May 31, 2011
Thank you for the opportunity to comment on File No. 4-627. I have been mostly a long side retail trader in the US equity markets, but on a few occasions I have also shorted a few hundred shares over a few days, both for gains as well as losses. Now that the background is clear, my comment would be TRULY question the so -called liquidity provided by short selling. Please note: I use the term stock and share interchangeably in this comment.
Fundamentally, if any real product is to be sold and bought, either the true owner/manufacturer or a retailer is the one who sells it. They maintain actual inventory and sell it. How is this truly handled in the US market?
Do brokerages who hold shares in the street name for an investor possess a right to lend shares out? Do they possess this right if the shares are held on margin?

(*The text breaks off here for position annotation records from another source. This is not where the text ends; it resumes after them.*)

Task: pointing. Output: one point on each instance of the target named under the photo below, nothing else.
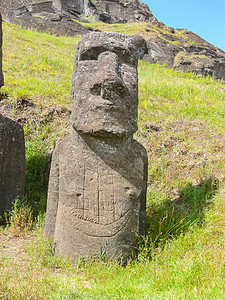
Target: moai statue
(1, 74)
(98, 179)
(12, 155)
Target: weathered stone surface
(121, 11)
(12, 163)
(97, 188)
(187, 52)
(1, 74)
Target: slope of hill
(181, 124)
(177, 49)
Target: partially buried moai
(12, 155)
(98, 179)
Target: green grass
(181, 124)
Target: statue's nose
(108, 83)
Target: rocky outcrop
(123, 11)
(1, 74)
(52, 13)
(178, 49)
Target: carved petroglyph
(98, 178)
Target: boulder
(12, 163)
(97, 189)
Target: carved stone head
(105, 85)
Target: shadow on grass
(169, 219)
(36, 187)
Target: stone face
(12, 163)
(97, 188)
(1, 74)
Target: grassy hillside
(181, 124)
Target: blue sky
(205, 18)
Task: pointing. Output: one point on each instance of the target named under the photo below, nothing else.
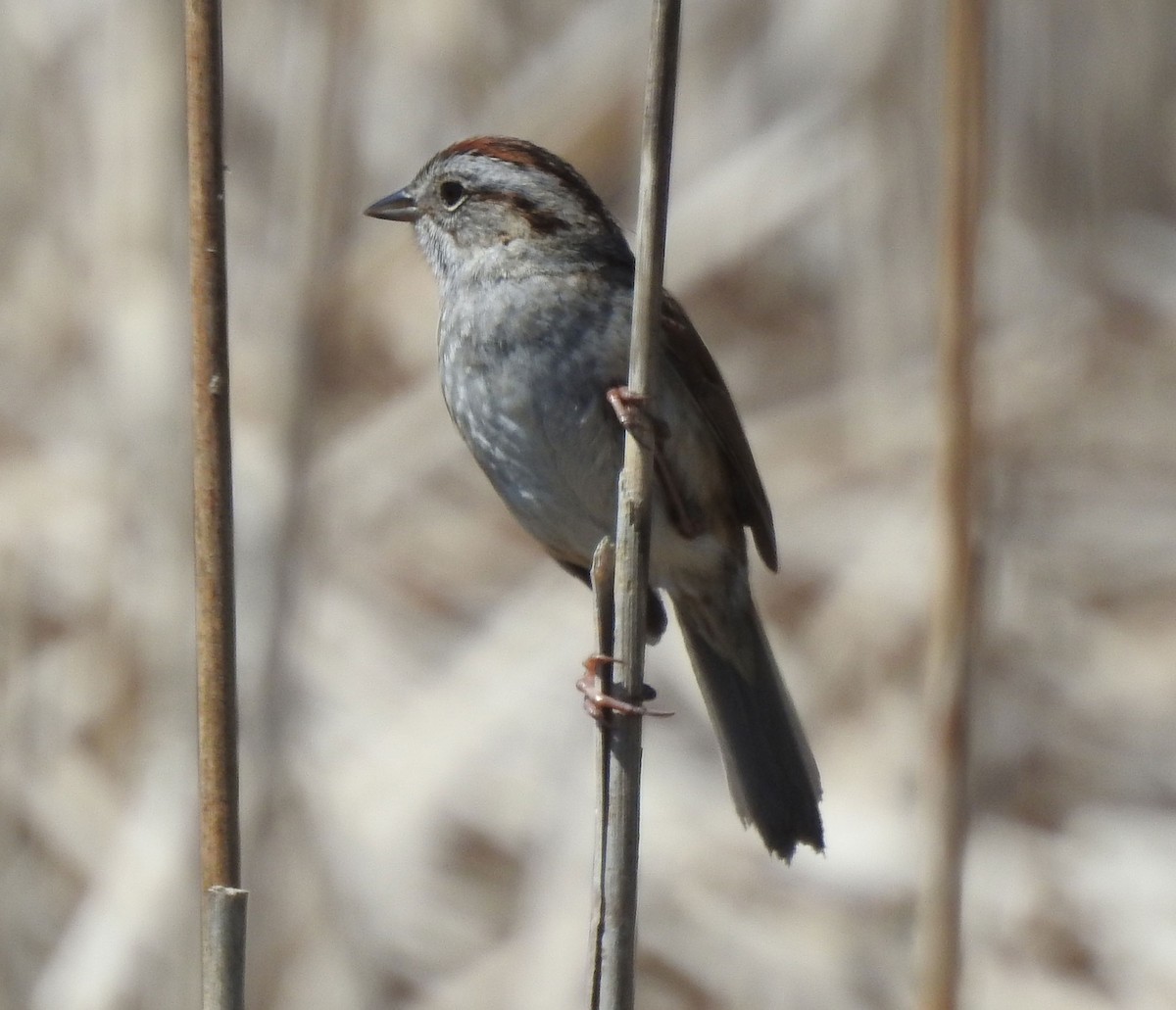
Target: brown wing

If not, then why should short selling be allowed at all? if there is really a great demand for a company's stock - the said company itself can issue more stock. Or the perceived buyers can place ads in the stock market publicly and buy it from true owners. Middle men (aka the ever so helpful "market makers") are not needed. Systems of buying and selling should be simpler not more complex.
At the least, since short sellers are selling an IMAGINARY product, they should be allowed to do so ONLY against the UPTICK. I am tired of the counter argument (a fallacious one) that buyers can buy only a down tick.
As regards other "John Smith May 5" short sellers exposing fraudulent companies and "saving" investors, we are well aware of your true intention every bit. By being short ahead of time and then revealing "research of fraud", short sellers are essentially trading on inside information. Period.